Ha chiuso i battenti con 190.230 presenze la mostra Da Rembrandt a Gauguin a Picasso. L’incanto della pittura, alla Rocca Malatestiana di Castel Sismondo. Rimini si prepara ad un nuovo appuntamento: Parigi. Gli anni meravigliosi. Impressionismo contro Salon, che apre i battenti dal 23 ottobre al 27 marzo 2011.
L’esperto dei Salon parigini, che da anni conduce una ricerca per rivalutare alcuni artisti e un preciso momento storico, si chiama Marco Goldin. L’allestimento propone circa 70 dipinti da musei e collezioni private, che ci conducono nella Parigi della seconda metà del XIX secolo. Il Salon, dal 1725, era la rassegna annuale delle Accademie di Belle Arti.

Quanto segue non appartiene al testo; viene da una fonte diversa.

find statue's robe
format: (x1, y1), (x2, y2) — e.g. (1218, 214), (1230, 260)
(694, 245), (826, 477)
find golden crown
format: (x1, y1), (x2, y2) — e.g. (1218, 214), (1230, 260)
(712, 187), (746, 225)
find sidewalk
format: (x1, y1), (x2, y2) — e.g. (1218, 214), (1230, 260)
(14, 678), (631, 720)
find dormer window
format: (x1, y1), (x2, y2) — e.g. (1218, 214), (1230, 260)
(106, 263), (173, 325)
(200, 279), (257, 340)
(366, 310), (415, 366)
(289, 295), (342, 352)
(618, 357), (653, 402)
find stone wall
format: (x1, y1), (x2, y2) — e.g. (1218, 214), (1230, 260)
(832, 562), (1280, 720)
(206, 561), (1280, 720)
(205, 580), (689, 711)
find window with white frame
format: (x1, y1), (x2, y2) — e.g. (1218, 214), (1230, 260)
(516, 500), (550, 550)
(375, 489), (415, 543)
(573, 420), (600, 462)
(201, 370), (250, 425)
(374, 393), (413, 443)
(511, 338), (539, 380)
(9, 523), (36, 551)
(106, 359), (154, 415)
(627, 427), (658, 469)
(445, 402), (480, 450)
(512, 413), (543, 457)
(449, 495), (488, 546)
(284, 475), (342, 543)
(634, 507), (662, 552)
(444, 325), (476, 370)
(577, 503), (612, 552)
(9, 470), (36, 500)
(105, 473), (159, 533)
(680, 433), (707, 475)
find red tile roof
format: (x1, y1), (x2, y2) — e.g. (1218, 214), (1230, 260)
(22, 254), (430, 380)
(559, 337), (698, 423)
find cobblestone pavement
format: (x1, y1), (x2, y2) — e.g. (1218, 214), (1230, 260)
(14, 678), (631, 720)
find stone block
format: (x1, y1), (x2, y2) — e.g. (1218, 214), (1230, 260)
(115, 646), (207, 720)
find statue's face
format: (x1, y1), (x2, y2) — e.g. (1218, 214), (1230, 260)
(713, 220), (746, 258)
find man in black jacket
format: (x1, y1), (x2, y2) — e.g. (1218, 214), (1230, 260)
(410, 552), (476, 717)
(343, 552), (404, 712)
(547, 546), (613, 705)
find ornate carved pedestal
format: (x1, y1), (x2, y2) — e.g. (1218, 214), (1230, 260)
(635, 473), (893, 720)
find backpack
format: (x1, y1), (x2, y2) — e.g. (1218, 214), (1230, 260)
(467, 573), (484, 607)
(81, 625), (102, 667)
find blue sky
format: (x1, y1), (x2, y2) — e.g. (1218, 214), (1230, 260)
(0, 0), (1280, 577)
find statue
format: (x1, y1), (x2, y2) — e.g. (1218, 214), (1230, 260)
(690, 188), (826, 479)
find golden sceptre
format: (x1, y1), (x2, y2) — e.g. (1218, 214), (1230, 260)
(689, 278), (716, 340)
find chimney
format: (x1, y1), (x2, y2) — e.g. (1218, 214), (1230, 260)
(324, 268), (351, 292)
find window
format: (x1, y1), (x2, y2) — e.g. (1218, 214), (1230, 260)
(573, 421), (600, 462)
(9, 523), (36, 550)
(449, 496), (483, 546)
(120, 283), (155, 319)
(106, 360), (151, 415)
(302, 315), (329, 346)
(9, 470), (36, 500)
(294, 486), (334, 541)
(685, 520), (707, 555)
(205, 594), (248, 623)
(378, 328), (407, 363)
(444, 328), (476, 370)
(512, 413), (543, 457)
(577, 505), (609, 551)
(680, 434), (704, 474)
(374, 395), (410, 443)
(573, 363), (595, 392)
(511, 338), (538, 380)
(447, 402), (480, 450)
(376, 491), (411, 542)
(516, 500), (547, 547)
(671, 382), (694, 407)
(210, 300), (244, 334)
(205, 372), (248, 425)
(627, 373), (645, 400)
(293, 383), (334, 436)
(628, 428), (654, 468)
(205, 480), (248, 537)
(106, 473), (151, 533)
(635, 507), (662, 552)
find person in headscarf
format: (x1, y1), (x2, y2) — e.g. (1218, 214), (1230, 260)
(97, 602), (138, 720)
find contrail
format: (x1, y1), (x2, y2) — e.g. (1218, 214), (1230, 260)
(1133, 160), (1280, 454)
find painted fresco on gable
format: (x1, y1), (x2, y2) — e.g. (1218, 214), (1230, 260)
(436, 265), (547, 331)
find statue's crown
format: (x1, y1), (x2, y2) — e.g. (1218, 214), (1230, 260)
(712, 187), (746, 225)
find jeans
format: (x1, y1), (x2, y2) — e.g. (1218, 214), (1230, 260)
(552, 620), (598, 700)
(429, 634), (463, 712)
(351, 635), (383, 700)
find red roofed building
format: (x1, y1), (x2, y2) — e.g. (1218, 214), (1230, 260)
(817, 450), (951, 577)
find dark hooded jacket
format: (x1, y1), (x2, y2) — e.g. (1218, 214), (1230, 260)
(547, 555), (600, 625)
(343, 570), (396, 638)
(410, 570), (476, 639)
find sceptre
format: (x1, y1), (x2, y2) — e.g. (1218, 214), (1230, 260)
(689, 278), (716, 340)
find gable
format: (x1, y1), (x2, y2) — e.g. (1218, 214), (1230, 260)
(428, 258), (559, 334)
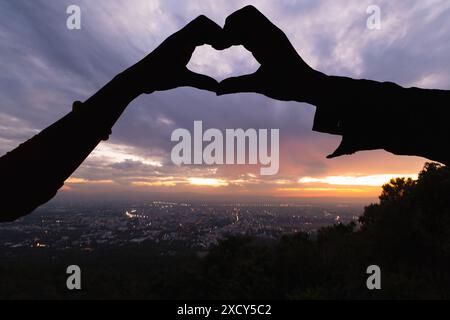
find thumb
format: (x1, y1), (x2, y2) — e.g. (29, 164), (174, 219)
(217, 73), (260, 96)
(182, 70), (219, 92)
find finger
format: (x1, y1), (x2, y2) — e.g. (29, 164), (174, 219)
(217, 73), (260, 96)
(224, 6), (293, 64)
(181, 70), (219, 92)
(176, 15), (231, 50)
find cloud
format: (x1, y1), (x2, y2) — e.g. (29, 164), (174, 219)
(0, 0), (444, 200)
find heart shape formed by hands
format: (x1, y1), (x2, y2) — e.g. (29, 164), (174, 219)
(132, 6), (324, 101)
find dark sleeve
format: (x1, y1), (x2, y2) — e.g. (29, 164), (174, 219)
(0, 72), (138, 222)
(313, 77), (450, 164)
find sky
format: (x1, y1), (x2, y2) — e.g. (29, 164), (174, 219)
(0, 0), (450, 199)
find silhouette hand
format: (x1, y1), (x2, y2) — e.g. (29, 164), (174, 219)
(129, 15), (226, 93)
(217, 6), (325, 101)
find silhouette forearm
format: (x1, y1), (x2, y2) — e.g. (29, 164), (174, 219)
(0, 72), (139, 221)
(308, 76), (450, 164)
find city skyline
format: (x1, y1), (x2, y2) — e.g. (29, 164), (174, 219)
(0, 0), (450, 199)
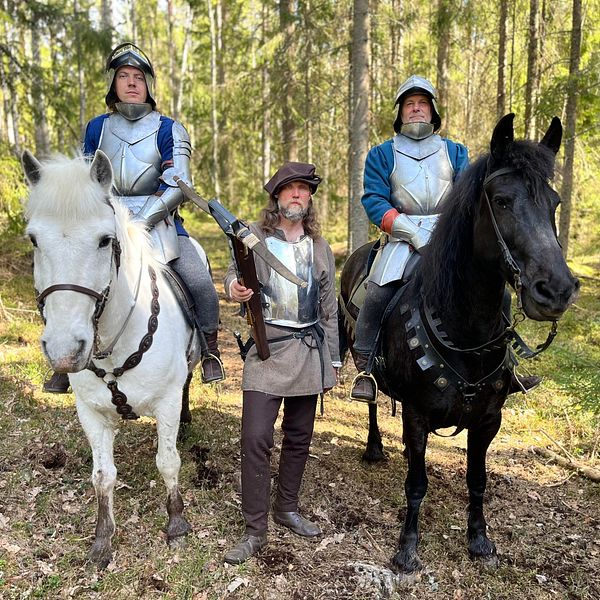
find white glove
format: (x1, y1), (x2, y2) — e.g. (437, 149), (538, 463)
(391, 213), (439, 250)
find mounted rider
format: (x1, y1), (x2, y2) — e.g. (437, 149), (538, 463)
(351, 75), (469, 402)
(44, 43), (224, 392)
(350, 75), (540, 402)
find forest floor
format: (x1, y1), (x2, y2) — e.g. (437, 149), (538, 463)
(0, 226), (600, 600)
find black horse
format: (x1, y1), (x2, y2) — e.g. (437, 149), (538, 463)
(340, 114), (579, 573)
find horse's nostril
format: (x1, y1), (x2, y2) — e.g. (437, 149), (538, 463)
(533, 280), (554, 300)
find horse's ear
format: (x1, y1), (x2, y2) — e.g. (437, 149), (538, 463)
(490, 113), (515, 160)
(540, 117), (562, 154)
(21, 150), (42, 185)
(90, 150), (112, 191)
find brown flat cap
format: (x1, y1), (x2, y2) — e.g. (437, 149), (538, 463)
(265, 162), (321, 196)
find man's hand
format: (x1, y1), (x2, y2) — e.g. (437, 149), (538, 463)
(229, 280), (254, 302)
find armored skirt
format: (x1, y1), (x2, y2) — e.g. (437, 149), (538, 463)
(225, 223), (340, 397)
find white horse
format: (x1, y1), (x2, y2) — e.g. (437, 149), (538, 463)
(23, 151), (200, 568)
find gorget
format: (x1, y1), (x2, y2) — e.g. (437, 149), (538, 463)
(262, 235), (319, 328)
(389, 134), (454, 215)
(99, 111), (161, 197)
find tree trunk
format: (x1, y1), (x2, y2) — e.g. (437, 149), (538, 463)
(30, 7), (50, 156)
(167, 0), (180, 121)
(279, 0), (298, 160)
(100, 0), (113, 48)
(206, 0), (221, 196)
(525, 0), (540, 139)
(558, 0), (582, 258)
(348, 0), (370, 252)
(496, 0), (508, 120)
(261, 3), (271, 182)
(435, 0), (452, 132)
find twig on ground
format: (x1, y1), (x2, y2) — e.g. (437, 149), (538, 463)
(563, 408), (574, 448)
(590, 433), (600, 463)
(532, 447), (600, 482)
(539, 429), (575, 460)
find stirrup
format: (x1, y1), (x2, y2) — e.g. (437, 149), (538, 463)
(200, 353), (225, 383)
(350, 371), (379, 404)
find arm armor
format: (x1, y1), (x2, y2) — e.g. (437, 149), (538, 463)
(391, 213), (439, 250)
(136, 121), (192, 227)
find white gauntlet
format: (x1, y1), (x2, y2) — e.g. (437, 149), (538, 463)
(391, 213), (439, 250)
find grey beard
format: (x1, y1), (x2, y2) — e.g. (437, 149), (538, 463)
(279, 206), (308, 223)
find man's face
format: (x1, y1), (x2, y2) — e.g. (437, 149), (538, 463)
(277, 181), (310, 221)
(115, 67), (148, 104)
(402, 94), (431, 123)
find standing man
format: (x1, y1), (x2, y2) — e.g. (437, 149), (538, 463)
(350, 75), (469, 402)
(224, 162), (341, 564)
(44, 43), (224, 393)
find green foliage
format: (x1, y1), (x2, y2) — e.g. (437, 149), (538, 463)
(0, 144), (26, 234)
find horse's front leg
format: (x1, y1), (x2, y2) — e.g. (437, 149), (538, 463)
(392, 405), (428, 573)
(77, 400), (117, 569)
(467, 413), (502, 566)
(178, 373), (192, 440)
(363, 403), (386, 463)
(156, 410), (192, 546)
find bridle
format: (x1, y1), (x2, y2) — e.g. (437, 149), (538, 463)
(35, 238), (121, 332)
(480, 164), (558, 358)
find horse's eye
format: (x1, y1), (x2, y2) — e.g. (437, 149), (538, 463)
(494, 196), (511, 208)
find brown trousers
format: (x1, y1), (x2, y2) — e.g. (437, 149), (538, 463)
(242, 391), (317, 535)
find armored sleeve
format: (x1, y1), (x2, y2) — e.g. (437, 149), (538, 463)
(136, 121), (192, 225)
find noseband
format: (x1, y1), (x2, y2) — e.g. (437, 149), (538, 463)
(35, 239), (121, 330)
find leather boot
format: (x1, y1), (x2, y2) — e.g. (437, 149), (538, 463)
(508, 372), (542, 394)
(350, 353), (377, 404)
(201, 331), (225, 383)
(42, 373), (69, 394)
(223, 533), (267, 565)
(273, 510), (322, 537)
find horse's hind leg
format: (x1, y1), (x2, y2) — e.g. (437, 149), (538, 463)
(363, 404), (386, 463)
(156, 412), (192, 545)
(77, 402), (117, 569)
(467, 413), (502, 566)
(392, 407), (428, 573)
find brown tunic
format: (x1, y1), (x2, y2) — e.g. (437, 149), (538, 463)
(225, 223), (340, 397)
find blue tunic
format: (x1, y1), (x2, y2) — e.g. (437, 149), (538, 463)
(83, 113), (189, 237)
(361, 138), (469, 227)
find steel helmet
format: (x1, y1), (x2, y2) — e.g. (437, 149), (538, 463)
(105, 42), (156, 110)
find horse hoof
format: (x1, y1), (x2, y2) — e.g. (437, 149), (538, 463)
(167, 535), (187, 550)
(167, 517), (192, 547)
(392, 550), (423, 574)
(87, 544), (112, 570)
(362, 446), (388, 465)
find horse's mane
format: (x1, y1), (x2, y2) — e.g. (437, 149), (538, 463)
(415, 141), (554, 310)
(25, 154), (152, 260)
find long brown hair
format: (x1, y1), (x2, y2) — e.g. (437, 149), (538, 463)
(258, 195), (321, 240)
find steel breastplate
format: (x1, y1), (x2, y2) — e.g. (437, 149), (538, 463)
(99, 111), (161, 202)
(390, 135), (454, 215)
(262, 236), (319, 328)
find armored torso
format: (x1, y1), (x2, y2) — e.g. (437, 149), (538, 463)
(390, 134), (454, 215)
(262, 235), (319, 328)
(99, 111), (161, 213)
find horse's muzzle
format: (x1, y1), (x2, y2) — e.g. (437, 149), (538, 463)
(523, 273), (579, 321)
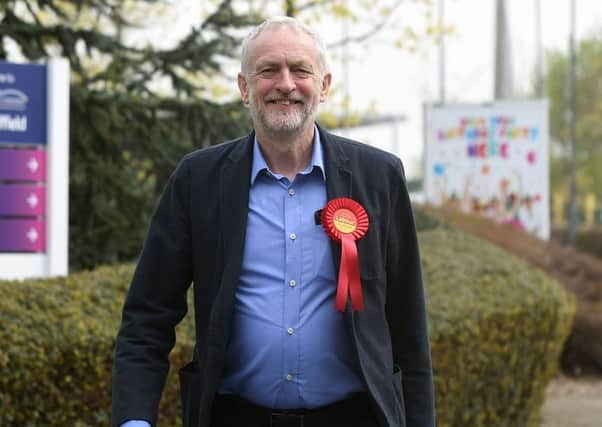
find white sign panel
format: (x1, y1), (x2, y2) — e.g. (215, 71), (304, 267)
(425, 101), (550, 239)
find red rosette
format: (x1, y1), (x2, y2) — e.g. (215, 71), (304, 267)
(321, 197), (370, 311)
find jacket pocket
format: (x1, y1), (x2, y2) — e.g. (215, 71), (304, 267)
(178, 361), (201, 427)
(391, 365), (406, 426)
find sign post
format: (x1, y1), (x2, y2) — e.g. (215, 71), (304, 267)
(0, 58), (69, 279)
(425, 100), (550, 239)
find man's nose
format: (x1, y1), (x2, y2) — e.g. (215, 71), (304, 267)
(276, 68), (296, 93)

Durante l’ottocento la manifestazione assunse grande importanza nel mondo occidentale e divenne luogo d’incontro tra artisti da tutto il mondo. Non solo artisti visivi, ma anche letterati (Baudelaire, Zola, Proust), perché un’apposita sezione del Salon era dedicata ai libri. Parigi, tra Salon e impressionismo, in un accostamento dove convivono Monet, Bazille, Renoir, Cézanne, Monet, Sisley, Pissarro, Renoir, Caillebotte, Guillaumin, Van Gogh, Ingres, Bonnat, Bouguereau, Gerome, Couture, Meissonier, Cabanel, Doré, Fromentin, Henner, Laurens.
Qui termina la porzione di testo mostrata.